Wednesday, April 23, 2008

On This Day Last Year...

I was on the island of Zanzibar (actually an archipeligo of islands), off the coast of Tanzania. Called the Spice Islands for their growth of nutmeg, cloves (world's largest producer), cinnamon and vanilla, the islands were also a center for slave and ivory trade. Spices were not indigenous but introduced to the island by traders.

The narrow and winding streets of Stone Town, the historic port area, require a trail of breadcrumbs to navigate. I was only able to find my way around after a week in the town by making note of grafitti.

Zanzibarians are Sunni Muslim and the sounds of the muezzin ring across the island throughout the day (in Arabic). The first mosque in the southern hemisphere was built here.

One of the great saddnesses of visiting Zanzibar is the overwhelming poverty. The people on the island consider themselves Zanzibarians and not Tanzanians, though the island still officially belongs to Tanzania. Politics plays a large role in the lives of the men; you will see them sitting in little squares or on raised steps that line the narrow streets drinking tea and debating their parties.
Because poverty is so high on the island, the Stone Town area is notorious for petty crimes. I actually saw a local thief be chased down by citizens and pummelled for his thievery. Many fear that theft will drive away tourists, and yet it continues.
Any tourist in town will be trailed by men who profess to be guides. They offer to help you find a hotel, rent a bicycle, or find a restaurant. It is so overwhelming after a few days - men will stand outside your hotel, waiting to send you on a spice tour, or they will trail you around town - that it is wise to not make any commitments until you know your options.

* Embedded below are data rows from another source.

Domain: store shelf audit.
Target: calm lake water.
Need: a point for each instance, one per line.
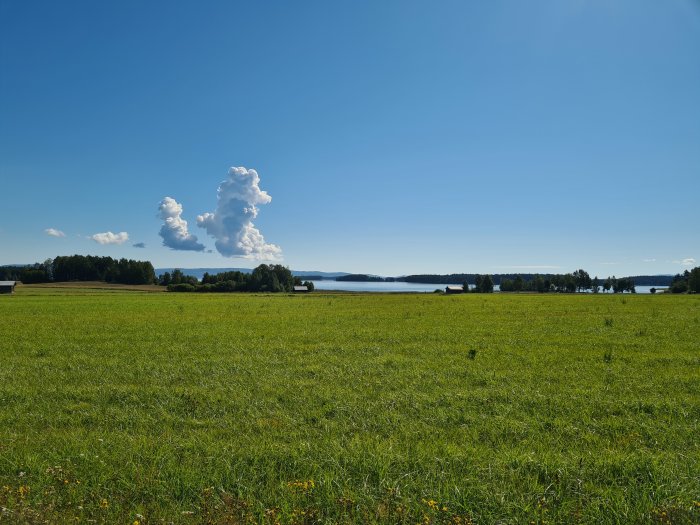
(347, 286)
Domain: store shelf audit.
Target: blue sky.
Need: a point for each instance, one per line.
(393, 137)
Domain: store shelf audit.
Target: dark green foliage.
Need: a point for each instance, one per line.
(264, 278)
(360, 278)
(484, 284)
(181, 287)
(688, 281)
(82, 268)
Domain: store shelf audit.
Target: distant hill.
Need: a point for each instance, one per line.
(199, 272)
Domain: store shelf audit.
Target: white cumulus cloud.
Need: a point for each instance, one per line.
(110, 238)
(231, 224)
(53, 232)
(174, 230)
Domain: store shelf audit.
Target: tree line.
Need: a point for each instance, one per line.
(264, 278)
(686, 282)
(578, 281)
(82, 268)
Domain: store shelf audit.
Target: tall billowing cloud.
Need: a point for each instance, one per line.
(232, 222)
(110, 238)
(174, 230)
(53, 232)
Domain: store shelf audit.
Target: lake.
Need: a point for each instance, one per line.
(396, 286)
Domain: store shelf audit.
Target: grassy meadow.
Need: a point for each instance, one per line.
(134, 407)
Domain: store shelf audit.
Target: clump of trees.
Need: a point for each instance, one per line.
(578, 281)
(482, 284)
(686, 282)
(264, 278)
(82, 268)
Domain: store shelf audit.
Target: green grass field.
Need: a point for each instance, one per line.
(124, 407)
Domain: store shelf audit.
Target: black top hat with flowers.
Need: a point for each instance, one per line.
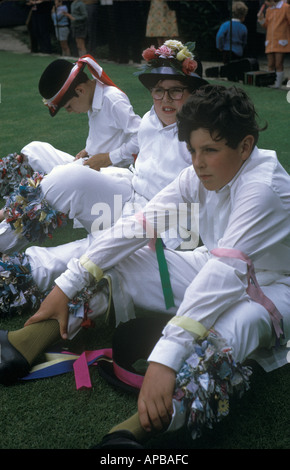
(173, 61)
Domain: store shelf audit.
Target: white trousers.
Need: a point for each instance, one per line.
(246, 325)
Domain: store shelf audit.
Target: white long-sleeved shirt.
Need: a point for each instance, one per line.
(161, 157)
(250, 214)
(113, 126)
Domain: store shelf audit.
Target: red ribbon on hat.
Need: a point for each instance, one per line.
(95, 69)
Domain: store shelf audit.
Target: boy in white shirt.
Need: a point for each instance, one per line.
(244, 214)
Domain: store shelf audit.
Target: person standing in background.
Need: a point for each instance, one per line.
(61, 25)
(40, 26)
(277, 44)
(232, 35)
(161, 22)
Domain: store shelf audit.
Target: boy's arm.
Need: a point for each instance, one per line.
(128, 122)
(258, 221)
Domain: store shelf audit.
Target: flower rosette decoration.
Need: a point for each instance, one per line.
(27, 211)
(13, 168)
(173, 54)
(206, 382)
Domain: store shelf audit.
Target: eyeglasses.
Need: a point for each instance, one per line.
(175, 93)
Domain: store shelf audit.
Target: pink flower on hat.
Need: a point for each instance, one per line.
(189, 66)
(164, 51)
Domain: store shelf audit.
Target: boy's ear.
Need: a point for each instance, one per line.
(246, 146)
(79, 90)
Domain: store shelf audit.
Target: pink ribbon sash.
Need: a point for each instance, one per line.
(253, 289)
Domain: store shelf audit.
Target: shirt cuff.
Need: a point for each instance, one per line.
(169, 354)
(117, 159)
(72, 283)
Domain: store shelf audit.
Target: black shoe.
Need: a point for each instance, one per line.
(13, 365)
(119, 440)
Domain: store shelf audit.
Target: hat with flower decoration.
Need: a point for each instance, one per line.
(172, 61)
(60, 78)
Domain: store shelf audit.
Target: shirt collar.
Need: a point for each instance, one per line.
(278, 5)
(98, 96)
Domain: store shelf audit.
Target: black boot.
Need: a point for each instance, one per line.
(13, 365)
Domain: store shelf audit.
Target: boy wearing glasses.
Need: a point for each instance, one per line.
(77, 189)
(160, 156)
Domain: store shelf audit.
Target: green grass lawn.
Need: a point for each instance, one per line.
(50, 413)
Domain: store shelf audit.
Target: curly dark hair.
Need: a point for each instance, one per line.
(226, 112)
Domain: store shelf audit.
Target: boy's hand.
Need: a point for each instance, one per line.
(54, 306)
(155, 398)
(96, 162)
(82, 154)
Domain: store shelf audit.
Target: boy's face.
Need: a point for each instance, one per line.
(167, 108)
(216, 163)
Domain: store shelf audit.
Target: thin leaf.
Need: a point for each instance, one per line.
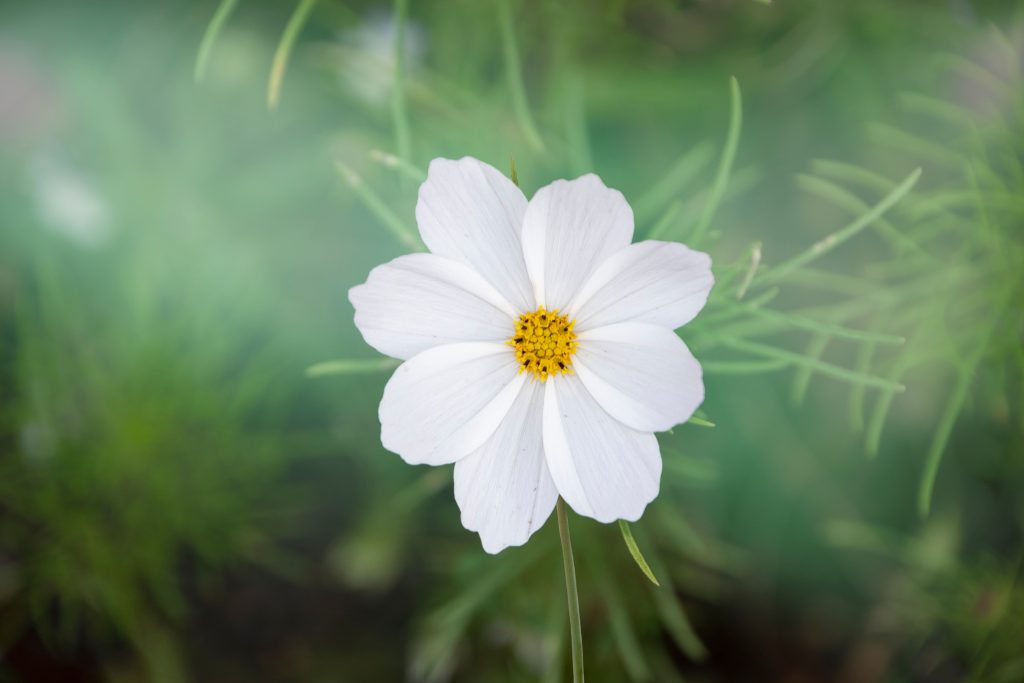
(213, 30)
(376, 205)
(399, 114)
(815, 349)
(725, 165)
(821, 367)
(825, 245)
(351, 367)
(684, 171)
(631, 544)
(513, 72)
(284, 51)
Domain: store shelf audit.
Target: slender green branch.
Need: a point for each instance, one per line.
(725, 165)
(284, 51)
(399, 115)
(631, 545)
(572, 595)
(351, 367)
(514, 75)
(825, 245)
(377, 206)
(213, 30)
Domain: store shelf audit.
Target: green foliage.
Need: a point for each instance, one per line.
(154, 409)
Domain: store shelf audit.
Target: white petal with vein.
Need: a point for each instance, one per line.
(642, 375)
(569, 228)
(420, 301)
(504, 488)
(469, 211)
(602, 468)
(662, 283)
(444, 402)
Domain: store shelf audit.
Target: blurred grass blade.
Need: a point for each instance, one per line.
(284, 51)
(513, 72)
(401, 166)
(914, 144)
(376, 205)
(828, 329)
(627, 642)
(849, 202)
(674, 617)
(955, 402)
(631, 544)
(802, 381)
(751, 270)
(351, 367)
(884, 402)
(213, 30)
(399, 114)
(821, 367)
(686, 169)
(828, 243)
(574, 105)
(725, 165)
(865, 355)
(743, 367)
(667, 220)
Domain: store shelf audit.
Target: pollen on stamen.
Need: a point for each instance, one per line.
(544, 343)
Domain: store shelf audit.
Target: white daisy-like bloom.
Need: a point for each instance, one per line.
(539, 348)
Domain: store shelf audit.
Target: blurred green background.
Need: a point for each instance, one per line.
(180, 501)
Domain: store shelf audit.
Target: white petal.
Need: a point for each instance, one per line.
(420, 301)
(662, 283)
(642, 375)
(469, 211)
(602, 468)
(569, 228)
(504, 488)
(445, 402)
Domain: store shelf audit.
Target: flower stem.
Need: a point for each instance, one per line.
(570, 591)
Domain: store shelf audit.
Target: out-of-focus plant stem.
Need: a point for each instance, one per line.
(576, 636)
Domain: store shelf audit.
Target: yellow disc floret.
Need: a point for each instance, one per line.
(544, 343)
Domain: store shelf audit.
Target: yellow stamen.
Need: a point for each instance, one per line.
(544, 343)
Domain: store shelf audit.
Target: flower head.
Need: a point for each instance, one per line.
(539, 348)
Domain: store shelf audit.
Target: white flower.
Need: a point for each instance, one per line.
(539, 348)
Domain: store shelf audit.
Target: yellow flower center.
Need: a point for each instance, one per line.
(544, 343)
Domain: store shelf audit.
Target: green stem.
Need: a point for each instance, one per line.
(570, 592)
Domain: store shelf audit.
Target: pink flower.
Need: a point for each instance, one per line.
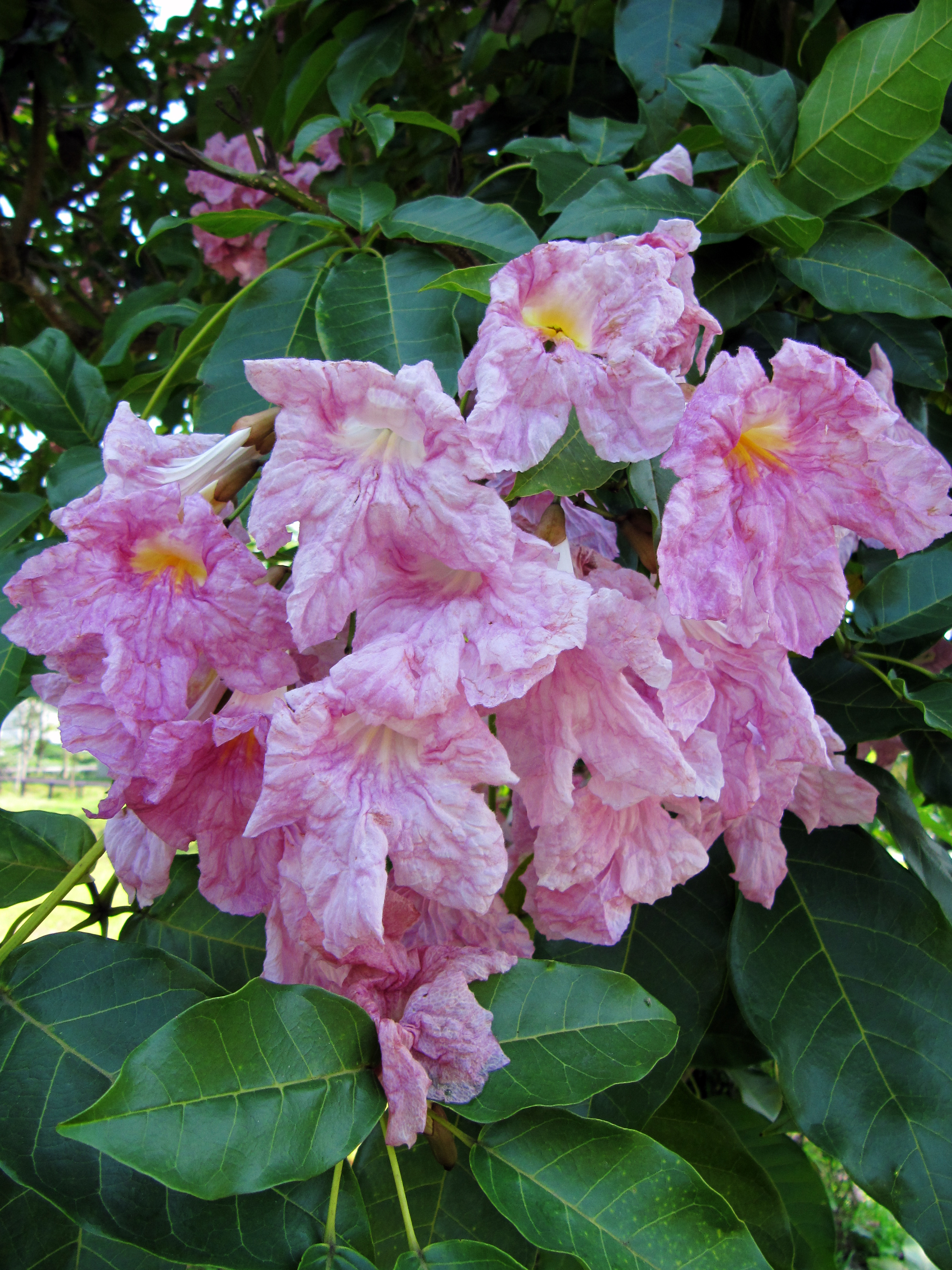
(769, 472)
(365, 792)
(366, 462)
(164, 586)
(675, 163)
(602, 327)
(243, 257)
(427, 632)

My solution to the barrage of "guides" was to pick one and stay with him for all my needs. Mohammed and I would sit at Jaws Corner, a little square near my hotel, and talk about politics and drink tea. He had never been to Tanzania, had never held a real job.

Because of the tourist trade, many Zanzibari men speak English in addition to their native language, Swahili, a mix of Arabic and Bantu that also possesses a smattering of German and English words.

While it is hard to lament the lack of architectural preservation in Stone Town when faced with such incredible personal poverty, I found that most of the once glorious buildings are fallen too far beyond in maintenance. Sometimes in other parts of the world I found some shabbiness to be charming; Zanzibar crumbles, rubbish piles, sewage seeps.

After a long bike ride across the island one day, I returned the the Stone Town area to find a quiet beach for a swim. As I walked my bicycle down the beach not far outside of town I had a man with a knive approach me. He put his hand over my hand on the handle bar of the bicycle. I screamed and yelled and made noise and ran as fast as I could. Others came to my rescue as he wandered off into the brush.